Classé dans : Baba Salé — fanfan18unblogfr @ 13:31

A la mémoire des Tsadikim

 

Rabbi Israël Abouhassira – Baba Salé

Hiloula 4 Chevate , Motsé shabbat 28/01/2012 et dimanche 29/01/2012 allumez une bougie, et priez par son mérite.

 

Rabbi Israël Abouhassira – Baba Salé

Rabbi Israël Abouhassira naquit le jour de Rosh Hachana 5650. Son père était le Tsaddik Rabbi Massoud, Rabbin du village de Rissani, aux environs de Tafilalet.

Depuis son jeune âge, Rabbi Israël avait coutume de se lever aux aurores, et après s’être trempé au Mikvé de purification, il se dépêchait d’aller à la synagogue pour l’office du matin, au Nets Hahama (Lever du soleil).

Il priait avec une grande ferveur, et une grande concentration. Après la prière, il étudiait avec une extraordinaire persévérance.
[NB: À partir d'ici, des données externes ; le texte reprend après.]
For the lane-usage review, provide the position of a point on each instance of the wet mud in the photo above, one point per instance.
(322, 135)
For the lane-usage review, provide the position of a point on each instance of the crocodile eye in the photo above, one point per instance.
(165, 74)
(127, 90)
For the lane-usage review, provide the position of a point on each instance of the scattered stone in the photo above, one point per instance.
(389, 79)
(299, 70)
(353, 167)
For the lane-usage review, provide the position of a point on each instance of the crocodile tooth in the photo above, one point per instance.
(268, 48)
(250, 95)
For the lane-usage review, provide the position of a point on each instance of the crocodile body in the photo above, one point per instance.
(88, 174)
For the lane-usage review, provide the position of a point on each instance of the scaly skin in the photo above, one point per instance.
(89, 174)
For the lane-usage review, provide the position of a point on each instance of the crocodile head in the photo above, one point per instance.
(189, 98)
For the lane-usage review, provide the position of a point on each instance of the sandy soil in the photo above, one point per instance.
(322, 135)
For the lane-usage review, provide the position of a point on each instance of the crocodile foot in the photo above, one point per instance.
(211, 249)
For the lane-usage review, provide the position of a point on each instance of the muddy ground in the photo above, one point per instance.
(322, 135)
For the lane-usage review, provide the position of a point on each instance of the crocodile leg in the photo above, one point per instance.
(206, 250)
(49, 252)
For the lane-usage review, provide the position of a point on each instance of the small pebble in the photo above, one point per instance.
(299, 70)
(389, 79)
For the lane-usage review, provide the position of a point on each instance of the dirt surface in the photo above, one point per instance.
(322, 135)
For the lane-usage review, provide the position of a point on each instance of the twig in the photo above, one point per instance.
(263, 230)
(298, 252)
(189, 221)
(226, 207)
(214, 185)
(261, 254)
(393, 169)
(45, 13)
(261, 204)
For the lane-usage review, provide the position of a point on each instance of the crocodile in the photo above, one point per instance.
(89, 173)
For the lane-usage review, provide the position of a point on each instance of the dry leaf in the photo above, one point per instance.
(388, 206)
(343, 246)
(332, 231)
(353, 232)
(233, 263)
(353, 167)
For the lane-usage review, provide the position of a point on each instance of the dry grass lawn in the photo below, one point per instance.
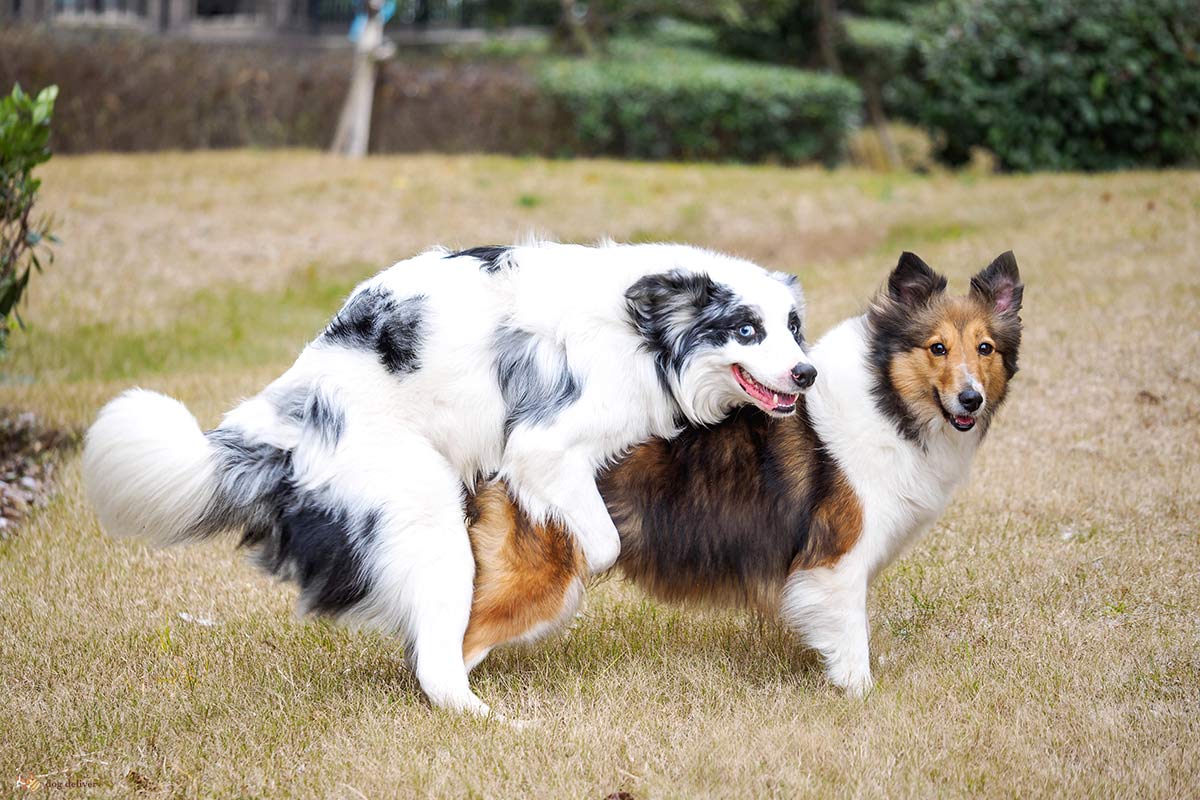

Le douze Iyar 5668, Rabbi Massoud (son père) quitta ce monde. Lors de son décès, Rabbi Israël était alors âgé de dix-huit ans. Cependant, il était déjà un Gaon, dont la crainte dépassait la sagesse. Les juifs de Tafilalet le supplièrent d’accepter, malgré son jeune âge, le poste de Rabbin, et d’être le dirigeant spirituel de la Yéchiva. Rabbi Israël, très modeste essaya d’esquiver les charges qu’ils voulaient lui imposer. Mais les juifs de Tafilalet savaient qu’il leur serait difficile de trouver un autre saint homme tel que lui. Ils insistèrent tant qu’il accepta de remplir les fonctions à la place de son père.

Ainsi, outre le poste de Roch Yéchiva, Rabbi Israël reçut la direction de la Rabbanout. Les juifs de Tafilalet observaient scrupuleusement ses instructions, et ses paroles étaient pour eux, le Saint des Saints, les paroles de l’oracle.

En l’an 5681, à l’âge de trente et un ans, Rabbi Israël vint visiter la Terre Sainte. Tous les Guéonim et les rabbins du pays allèrent à sa rencontre avec crainte et respect, et l’accueillirent avec de grands honneurs. Son nom était célébre et connu : Le saint homme, qui accomplissait des miracles et dont les bénédictions étaient toujours exhaussées. Tous les habitants de Jérusalem affluèrent à son domicile afin de recevoir sa bénédiction.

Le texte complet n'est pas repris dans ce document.